Happy New Year everyone!
I’m pretty sure most of you are as happy as I am to finally be out of the rollercoaster that was 2016, and are looking forward to making 2017 absolutely incredible!
I’m back with a revamped website that I hope you guys like as much as I do, still a few more exciting changes to come but I made a conscious decision to make sure my first post was up today, to celebrate the return of The Bond Diaries.
Todays post is based on an artist that I fell in love with about four years ago, while I was conducting research for my final project at LCF (London College of Fashion), and I thought it would be great since he currently has an exhibition at Whitechapel Gallery in London. This is quite a bit deal because its his first major solo exhibition in London in about 15 years so when I found out about it, I had no choice but to hop on the train and make my way down to a part of London that has, and will always have my heart.
I’m sure some of you reading this will know who William Kentridge is, but for those who don’t, he is a South African artist who grew up trying and failing at different things (drawing, painting, acting, producing), thinking he would eventually land on his two feet and magically become a banker even though he was 30 and had no work experience. Once reality hit, he decided that he was going to accept his fate and be what he was always meant to be, an artist. He creates through uncertainty, meaning there is never a plan, script, or even an intention, other than to create. He’s someone that believes strongly in the process and embraces it rather than focusing on the end result. I love him because he makes me feel like there’s still hope for creatives like myself who are trying to find our way in this world! (FYI I’m still a couple of years away from 30).
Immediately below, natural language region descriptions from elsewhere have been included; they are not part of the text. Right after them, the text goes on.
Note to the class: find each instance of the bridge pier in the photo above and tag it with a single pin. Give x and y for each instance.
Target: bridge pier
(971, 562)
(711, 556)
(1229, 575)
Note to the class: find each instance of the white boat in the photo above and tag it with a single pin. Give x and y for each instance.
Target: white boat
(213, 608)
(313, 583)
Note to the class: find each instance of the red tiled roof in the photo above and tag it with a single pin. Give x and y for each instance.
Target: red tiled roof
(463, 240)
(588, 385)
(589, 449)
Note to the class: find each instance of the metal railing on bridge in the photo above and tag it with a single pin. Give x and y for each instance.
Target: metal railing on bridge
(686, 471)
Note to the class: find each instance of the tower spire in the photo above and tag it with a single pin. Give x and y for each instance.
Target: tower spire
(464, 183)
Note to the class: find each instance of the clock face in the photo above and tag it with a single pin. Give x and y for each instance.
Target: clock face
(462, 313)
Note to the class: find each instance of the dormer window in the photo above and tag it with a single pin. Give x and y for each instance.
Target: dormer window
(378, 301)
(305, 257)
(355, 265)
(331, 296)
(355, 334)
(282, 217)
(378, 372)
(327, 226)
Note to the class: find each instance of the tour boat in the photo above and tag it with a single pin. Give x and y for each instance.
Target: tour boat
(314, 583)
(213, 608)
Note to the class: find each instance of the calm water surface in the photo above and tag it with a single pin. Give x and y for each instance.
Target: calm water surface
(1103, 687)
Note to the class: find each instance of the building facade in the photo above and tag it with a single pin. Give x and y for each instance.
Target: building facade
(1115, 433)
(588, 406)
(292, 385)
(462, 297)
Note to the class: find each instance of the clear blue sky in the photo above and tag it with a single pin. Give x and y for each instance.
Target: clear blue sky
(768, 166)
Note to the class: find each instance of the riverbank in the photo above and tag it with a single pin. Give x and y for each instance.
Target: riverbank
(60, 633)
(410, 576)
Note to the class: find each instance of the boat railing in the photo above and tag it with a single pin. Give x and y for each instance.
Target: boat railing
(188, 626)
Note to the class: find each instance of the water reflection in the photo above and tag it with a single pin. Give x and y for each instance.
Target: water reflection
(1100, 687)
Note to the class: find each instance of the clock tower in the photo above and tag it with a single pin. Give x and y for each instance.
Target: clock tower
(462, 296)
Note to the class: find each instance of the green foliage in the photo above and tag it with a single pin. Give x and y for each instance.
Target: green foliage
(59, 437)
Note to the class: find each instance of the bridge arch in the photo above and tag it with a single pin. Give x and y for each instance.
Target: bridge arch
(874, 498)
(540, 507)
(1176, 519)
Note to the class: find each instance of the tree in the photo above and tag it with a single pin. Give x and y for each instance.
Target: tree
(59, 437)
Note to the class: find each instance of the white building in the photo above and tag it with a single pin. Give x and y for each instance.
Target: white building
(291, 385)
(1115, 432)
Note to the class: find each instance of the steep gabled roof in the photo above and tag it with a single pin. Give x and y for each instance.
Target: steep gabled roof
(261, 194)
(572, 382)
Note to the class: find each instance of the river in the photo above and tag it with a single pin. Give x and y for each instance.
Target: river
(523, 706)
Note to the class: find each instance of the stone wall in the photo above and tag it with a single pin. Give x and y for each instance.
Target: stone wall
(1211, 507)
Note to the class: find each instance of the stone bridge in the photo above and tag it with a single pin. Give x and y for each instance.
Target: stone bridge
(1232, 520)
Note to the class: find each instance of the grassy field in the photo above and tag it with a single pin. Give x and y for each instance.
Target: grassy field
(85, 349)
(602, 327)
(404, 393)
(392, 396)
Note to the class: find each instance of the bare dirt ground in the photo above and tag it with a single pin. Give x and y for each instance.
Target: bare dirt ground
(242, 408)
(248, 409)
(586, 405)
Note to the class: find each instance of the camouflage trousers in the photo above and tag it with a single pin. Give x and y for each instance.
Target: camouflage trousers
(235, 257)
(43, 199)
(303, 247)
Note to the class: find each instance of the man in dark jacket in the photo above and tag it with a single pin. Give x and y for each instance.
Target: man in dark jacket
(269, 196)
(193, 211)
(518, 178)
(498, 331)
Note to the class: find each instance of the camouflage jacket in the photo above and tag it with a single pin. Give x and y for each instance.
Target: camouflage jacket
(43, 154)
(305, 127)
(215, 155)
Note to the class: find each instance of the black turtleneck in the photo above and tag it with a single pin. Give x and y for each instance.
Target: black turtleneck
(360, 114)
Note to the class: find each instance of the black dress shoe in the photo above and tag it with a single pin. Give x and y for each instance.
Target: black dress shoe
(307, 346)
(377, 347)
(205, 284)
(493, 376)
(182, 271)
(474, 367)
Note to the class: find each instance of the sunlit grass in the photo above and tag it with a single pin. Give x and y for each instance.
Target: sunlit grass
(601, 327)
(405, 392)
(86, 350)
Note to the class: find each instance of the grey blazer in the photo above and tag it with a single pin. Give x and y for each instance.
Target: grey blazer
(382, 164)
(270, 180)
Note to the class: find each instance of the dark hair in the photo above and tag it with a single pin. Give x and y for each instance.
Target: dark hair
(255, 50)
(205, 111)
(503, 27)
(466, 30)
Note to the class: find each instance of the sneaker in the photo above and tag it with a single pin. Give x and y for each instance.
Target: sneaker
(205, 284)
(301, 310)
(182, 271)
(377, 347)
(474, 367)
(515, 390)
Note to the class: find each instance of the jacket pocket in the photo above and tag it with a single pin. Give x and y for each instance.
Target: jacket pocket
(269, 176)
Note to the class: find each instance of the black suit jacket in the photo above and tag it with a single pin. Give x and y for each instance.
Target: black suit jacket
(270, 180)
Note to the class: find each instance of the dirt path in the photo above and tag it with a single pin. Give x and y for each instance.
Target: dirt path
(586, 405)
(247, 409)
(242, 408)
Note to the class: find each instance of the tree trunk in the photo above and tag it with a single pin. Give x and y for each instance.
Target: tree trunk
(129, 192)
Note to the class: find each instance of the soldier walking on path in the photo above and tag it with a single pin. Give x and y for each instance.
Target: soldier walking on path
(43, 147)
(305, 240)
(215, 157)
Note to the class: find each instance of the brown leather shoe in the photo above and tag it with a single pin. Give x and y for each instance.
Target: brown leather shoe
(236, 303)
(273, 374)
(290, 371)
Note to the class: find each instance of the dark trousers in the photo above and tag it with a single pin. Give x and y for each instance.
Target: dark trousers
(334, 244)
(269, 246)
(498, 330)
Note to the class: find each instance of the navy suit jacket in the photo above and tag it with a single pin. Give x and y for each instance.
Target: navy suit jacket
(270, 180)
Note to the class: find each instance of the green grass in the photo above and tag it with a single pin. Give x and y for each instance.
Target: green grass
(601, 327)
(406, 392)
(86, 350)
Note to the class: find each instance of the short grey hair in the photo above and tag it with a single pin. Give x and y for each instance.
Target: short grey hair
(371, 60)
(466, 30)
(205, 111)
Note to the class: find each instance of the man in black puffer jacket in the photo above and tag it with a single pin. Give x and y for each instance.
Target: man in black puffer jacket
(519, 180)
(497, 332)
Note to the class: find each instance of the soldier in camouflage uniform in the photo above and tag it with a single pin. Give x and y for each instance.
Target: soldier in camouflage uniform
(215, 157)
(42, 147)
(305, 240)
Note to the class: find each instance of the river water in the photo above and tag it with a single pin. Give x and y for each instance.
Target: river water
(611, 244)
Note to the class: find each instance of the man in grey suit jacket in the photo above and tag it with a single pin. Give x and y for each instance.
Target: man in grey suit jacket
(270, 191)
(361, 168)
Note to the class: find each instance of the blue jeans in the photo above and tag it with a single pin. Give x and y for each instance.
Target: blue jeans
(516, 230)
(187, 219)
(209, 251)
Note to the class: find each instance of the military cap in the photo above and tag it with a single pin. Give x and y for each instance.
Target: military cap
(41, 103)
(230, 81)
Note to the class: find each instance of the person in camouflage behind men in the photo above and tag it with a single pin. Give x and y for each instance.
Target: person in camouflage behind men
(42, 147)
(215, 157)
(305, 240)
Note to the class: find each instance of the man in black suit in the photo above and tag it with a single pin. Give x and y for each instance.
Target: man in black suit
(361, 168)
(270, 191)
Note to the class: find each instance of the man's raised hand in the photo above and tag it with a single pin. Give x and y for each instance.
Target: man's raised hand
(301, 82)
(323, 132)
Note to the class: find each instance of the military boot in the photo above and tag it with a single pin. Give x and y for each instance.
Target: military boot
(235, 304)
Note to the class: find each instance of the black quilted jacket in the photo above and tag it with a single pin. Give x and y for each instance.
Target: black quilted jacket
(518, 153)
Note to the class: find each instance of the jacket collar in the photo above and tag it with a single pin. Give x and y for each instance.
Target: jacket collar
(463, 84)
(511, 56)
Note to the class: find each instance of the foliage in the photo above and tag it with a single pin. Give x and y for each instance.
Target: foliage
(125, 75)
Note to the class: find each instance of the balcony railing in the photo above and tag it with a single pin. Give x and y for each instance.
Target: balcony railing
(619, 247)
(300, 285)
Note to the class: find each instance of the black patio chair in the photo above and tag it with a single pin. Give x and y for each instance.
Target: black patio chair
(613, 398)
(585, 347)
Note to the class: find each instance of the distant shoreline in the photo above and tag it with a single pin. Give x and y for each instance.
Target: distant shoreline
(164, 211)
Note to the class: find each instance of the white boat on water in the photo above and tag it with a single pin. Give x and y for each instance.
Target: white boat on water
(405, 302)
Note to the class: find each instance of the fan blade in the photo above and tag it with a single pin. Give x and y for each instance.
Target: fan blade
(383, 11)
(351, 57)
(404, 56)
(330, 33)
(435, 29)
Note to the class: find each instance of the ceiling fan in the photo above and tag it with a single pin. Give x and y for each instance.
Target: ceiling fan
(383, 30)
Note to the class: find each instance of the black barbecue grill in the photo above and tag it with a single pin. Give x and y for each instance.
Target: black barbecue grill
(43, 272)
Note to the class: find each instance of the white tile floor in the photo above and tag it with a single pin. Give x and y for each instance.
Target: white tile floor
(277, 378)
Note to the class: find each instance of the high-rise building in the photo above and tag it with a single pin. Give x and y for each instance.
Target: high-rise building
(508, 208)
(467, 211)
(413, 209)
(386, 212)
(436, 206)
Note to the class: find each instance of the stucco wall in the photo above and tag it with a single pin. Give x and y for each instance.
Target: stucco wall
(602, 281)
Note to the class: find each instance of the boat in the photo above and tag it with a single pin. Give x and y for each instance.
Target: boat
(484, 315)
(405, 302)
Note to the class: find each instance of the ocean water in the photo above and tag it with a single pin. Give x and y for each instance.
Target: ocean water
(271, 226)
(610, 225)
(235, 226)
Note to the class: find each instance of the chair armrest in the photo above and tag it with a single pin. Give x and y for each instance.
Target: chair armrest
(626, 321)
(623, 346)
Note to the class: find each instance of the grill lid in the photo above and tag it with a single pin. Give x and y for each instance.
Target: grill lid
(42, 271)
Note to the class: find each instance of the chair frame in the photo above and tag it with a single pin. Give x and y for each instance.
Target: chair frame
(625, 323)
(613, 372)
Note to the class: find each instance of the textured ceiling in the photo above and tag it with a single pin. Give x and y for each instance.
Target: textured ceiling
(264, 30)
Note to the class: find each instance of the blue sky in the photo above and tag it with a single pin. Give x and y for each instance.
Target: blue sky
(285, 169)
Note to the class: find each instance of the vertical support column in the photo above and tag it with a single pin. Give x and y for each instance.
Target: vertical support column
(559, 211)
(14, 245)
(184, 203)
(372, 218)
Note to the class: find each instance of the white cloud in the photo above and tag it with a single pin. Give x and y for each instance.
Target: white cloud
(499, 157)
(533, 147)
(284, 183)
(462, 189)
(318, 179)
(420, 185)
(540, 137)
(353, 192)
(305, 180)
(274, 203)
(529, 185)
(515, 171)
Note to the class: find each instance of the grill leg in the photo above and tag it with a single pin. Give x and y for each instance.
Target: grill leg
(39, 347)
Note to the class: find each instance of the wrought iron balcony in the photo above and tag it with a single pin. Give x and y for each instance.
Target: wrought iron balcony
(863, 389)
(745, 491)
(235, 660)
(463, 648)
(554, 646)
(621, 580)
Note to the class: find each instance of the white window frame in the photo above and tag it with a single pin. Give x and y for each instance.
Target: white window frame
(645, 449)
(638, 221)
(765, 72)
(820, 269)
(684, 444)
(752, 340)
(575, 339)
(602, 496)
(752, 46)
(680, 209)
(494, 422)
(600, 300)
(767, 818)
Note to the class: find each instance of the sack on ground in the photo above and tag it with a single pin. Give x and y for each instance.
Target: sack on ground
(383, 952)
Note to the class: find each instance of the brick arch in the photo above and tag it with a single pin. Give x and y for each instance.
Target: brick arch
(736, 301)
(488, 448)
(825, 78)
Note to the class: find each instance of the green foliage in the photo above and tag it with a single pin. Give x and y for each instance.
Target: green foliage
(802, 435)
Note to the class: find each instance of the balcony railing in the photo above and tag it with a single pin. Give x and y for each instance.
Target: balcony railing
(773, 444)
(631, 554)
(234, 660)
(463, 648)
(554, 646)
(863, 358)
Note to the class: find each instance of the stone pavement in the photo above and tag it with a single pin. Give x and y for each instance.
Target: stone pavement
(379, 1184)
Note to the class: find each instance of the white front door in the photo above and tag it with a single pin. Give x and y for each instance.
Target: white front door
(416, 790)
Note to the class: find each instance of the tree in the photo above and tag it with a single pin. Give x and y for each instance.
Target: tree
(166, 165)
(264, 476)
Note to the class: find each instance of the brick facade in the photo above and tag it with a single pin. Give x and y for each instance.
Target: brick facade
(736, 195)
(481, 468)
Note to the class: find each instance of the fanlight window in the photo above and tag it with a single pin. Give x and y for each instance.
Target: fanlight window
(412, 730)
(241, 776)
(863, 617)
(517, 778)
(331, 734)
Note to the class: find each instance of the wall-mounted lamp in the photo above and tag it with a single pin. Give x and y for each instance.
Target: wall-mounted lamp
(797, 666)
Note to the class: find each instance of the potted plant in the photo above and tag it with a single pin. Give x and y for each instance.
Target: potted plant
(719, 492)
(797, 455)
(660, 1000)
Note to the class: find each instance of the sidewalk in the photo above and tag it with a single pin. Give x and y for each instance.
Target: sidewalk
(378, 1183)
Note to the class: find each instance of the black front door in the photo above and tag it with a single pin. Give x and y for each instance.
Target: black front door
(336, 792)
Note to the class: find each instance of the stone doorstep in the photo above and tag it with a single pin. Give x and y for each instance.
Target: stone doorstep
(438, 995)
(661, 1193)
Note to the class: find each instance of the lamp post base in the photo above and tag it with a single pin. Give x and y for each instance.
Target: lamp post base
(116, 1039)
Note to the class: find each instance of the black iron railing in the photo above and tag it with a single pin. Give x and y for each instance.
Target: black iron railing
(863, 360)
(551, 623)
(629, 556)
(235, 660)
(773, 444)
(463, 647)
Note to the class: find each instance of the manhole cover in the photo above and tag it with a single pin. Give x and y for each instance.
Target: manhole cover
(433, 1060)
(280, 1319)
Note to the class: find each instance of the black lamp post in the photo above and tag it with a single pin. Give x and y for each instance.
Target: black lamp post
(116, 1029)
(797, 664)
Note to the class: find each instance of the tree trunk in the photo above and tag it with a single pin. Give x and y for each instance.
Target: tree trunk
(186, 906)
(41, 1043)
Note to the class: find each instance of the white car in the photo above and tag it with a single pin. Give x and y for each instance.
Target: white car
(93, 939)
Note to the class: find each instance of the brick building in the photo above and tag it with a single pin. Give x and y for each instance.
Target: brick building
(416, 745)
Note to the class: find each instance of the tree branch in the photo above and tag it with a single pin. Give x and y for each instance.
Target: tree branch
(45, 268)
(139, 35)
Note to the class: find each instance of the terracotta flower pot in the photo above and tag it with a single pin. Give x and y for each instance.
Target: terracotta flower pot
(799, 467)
Thick Time showcases a diverse body of work done by the artist between 2003 and 2016, including The Refusal of Time which is my favourite part of the exhibition. Revolutionary politics is one of the key themes covered although Kentridge doesn’t call himself a political artist, his work is a reflection of the way he views the world. As I walked into the exhibition, it was a full blown explosion of everything he’s about, theatre, film, animation and so much more. Its hard to explain how amazingly thrilling it was but trust me when I say this is one exhibition you don’t want to miss. Its on till the 15th of January so hurry up!